Warning: This is a very personal post.

My mom has been working in the US for about three years now. She flew there a couple of years after her retirement. She had been working tirelessly for the government for most of her life. Starting out as an elementary school science teacher in an obscure town, she dreamed big and took the exams for NYMC (TESDA at that time). She clinched top two, the batch's top one being a UP Economics graduate. When she told me that story, I believed that everything is possible.
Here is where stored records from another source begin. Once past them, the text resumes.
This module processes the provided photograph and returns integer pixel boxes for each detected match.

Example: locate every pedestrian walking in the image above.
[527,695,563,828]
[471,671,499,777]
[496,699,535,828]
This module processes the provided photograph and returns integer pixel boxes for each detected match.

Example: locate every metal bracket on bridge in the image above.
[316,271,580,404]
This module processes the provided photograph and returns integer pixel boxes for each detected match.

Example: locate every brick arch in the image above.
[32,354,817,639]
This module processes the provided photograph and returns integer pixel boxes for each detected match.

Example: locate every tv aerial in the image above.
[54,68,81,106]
Yes, folks, although I show hate for my mom most of the time on the internet, I really really love her like any daughter in the world would like to. When I was in elementary school, my mom was studying in AIM, then got another course in DLSU when I was in high school. She was studying on Saturdays while working as Division Chief in the Bureau of Labor and Employment. She was still studying God-knows-what even when she got transferred to Land Bank. She never stopped learning. My mother would constantly tell me that my brain would turn into a can of worms if I stopped learning something new each day.
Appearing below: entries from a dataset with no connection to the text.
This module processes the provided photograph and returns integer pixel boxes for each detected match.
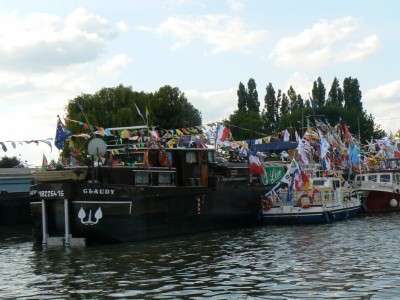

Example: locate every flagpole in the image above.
[76,100,95,137]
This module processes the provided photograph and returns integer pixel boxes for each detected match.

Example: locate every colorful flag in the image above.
[54,121,68,149]
[217,124,231,145]
[249,154,264,175]
[135,103,143,118]
[42,154,49,171]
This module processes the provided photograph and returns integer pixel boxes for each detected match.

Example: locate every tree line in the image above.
[0,77,386,167]
[230,77,386,142]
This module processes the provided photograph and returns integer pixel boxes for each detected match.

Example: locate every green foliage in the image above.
[229,77,386,142]
[227,110,265,141]
[150,86,201,129]
[247,78,260,113]
[261,83,280,132]
[343,77,363,110]
[0,156,22,168]
[311,77,326,107]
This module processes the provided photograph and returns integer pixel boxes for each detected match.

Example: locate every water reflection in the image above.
[0,214,400,299]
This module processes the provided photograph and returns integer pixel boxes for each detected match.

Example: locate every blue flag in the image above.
[54,122,68,149]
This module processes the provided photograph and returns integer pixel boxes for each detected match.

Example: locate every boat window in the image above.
[332,180,340,189]
[186,151,197,164]
[396,174,400,183]
[381,174,391,182]
[313,180,324,186]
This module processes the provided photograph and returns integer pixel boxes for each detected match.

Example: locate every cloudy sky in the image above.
[0,0,400,165]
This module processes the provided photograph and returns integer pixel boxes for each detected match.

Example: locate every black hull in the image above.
[0,192,31,226]
[31,183,265,243]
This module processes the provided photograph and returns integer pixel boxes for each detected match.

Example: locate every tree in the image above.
[0,156,22,168]
[226,110,263,141]
[262,83,278,132]
[247,78,260,113]
[150,85,201,128]
[237,82,247,111]
[287,86,297,112]
[325,77,341,105]
[279,93,290,118]
[311,77,326,107]
[343,77,363,111]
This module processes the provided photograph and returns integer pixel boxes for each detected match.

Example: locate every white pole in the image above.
[42,199,47,245]
[64,199,69,245]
But, the other thing my mom always reminds me of, is to have all your bases covered. Luck favors the prepared. You know how an elementary teacher got top 2 in a national exam? She got everything - statistics, surveys, and related literature - everything about employment, reviewed her ass off, then brought all her notes to the exams. Turns out, the exams was OPEN NOTES.
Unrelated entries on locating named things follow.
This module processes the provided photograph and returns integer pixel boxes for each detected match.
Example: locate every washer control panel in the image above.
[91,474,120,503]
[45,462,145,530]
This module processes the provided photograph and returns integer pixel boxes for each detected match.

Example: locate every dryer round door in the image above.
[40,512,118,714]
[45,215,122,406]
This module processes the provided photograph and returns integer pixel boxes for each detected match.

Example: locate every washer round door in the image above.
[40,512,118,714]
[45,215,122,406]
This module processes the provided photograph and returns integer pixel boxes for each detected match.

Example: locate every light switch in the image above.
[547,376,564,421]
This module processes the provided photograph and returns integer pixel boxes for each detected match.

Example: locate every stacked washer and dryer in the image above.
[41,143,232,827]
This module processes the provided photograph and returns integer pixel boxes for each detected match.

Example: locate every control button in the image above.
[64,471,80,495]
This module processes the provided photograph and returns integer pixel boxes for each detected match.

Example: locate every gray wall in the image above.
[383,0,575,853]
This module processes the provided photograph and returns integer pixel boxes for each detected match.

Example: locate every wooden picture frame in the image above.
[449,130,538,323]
As she told me about her life (a couple of dozen times), she would always tell me to help people when I'm able but that doesn't mean I would get help when I needed it. My mom's a middle child but acted like the first born. She is assertive and she knows what she wants, even when she doesn't know how to get it at first.
She spent some than a month here in Manila last month. I asked her, during that time, why she was so intent on going to the US? And she was so intent, at first, that we go there and work. She told me of my grandmother, who would always wish that she can bring them all to America, during the 1950's. The U.S.A. then was the land of milk and honey. That was my grandmother's dream and she was fulfilling it for her. I felt my heart pounding with guilt. I thought, what was my mother's legacy to me? What did I have to fulfill for her?
I racked my brain for about 10 minutes and thought of nothing. She may force us to go to Sunday mass, but she defended me when my high school English teacher called her to school because I wrote to the Goddess when asked to make a prayer. She told me it was okay if I wanted to leave teaching and take up marketing. She calls me fat when I wore skimpy outfits but cooks rice for 10 people, even if there were just the four of us.
As cheesy as this may sound, my mother's legacy is pure, unconditional love. And I hope I can do the same for her and for my future children.